Next: Email processing functions, Previous: I/O functions, Up: Library [Contents][Index]
This section describes functions that transform data using
Mailutils filter pipes. Filter pipe is a string defining data
flow between several filters. Each filter takes input,
transforms it according to certain rules and produces the transformed
data on its output. As in shell, multiple filters are connected
using pipe characters (‘|’). For example, the crlf
filter
inserts a carriage return character before each newline character. A
filter doing that kind of transformation is defined as:
"crlf"
Another filter, base64
, converts its input to a BASE64 encoded
string. To transform each newline into carriage return + newline pair
and encode the resulting stream in BASE64, one would write:
"crlf | base64"
Some filters take one or more arguments. These are specified as
a comma-delimited list in parentheses after the filter name. For
example, the linelen
filter limits the length of each output
line to the given number of octets. The following filter pipe will
limit the length of base64 lines in the filter above to 62 octets:
"crlf | base64 | linelen(62)"
Many filters operate in two modes: encode and decode. By
default all MFL functions apply filters in encode mode. The desired
mode can be stated explicitly in the filter string by using
encode()
and decode()
functions. They take a filter
pipe line as their argument. For example, the following will decode
the stream produced by the example filter above:
"decode(base64 | crlf)"
See Filters, for a discussion of available filters and their arguments.
Transforms the string input using filters in filter_pipe and returns the result. Example:
set input "test\ninput\n" filter_string(input, "crlf|base64") ⇒ "dGVzdA0KaW5wdXQNCg=="
Given two I/O descriptors, reads data from src_fd, transforms it using filter_pipe and writes the result to descriptor dst_fd.
Both descriptors must be obtained using functions described in I/O functions.
• Filters and Filter Pipes |
Up: Filtering functions [Contents][Index]

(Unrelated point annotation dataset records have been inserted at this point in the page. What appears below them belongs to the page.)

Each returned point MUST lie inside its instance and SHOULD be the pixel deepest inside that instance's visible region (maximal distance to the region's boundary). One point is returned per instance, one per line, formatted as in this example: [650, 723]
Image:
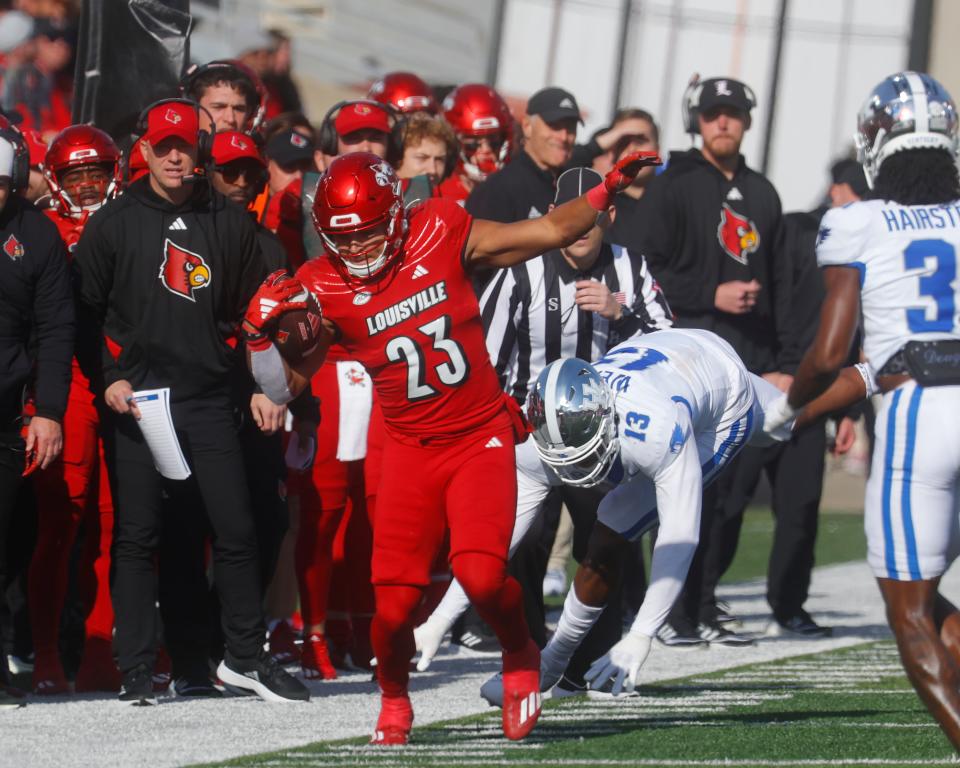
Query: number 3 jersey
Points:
[418, 330]
[906, 256]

A filter pipe is a string consisting of filter invocations
delimited by pipe characters (‘|’). Each invocation
is a filter name optionally followed by a comma-separated list of
parameters. Most filters can operate in two modes: encode and
decode. Unless specified otherwise, filters are invoked in
encode mode. To change the mode, the encode
and decode
meta-filters are provided. Argments to these filters are filter pipes
that will be executed in the corresponding mode.
The following Mailutils filters are available:
In encode mode, converts its input into 7-bit ASCII, by clearing the 8th bit on each processed byte.
In decode mode, it operates exactly as the 8bit filter, i.e. copies its input to the output verbatim.
The filter takes no arguments.
Copies its input to output verbatim.
Encodes or decodes the input using the base64
encoding.
The only difference between BASE64
and B
is that, in
encode mode, the former limits each ouput line length to 76 octets,
whereas the latter produces a contiguous stream of base64 data.
In decode mode, both filters operate exactly the same way.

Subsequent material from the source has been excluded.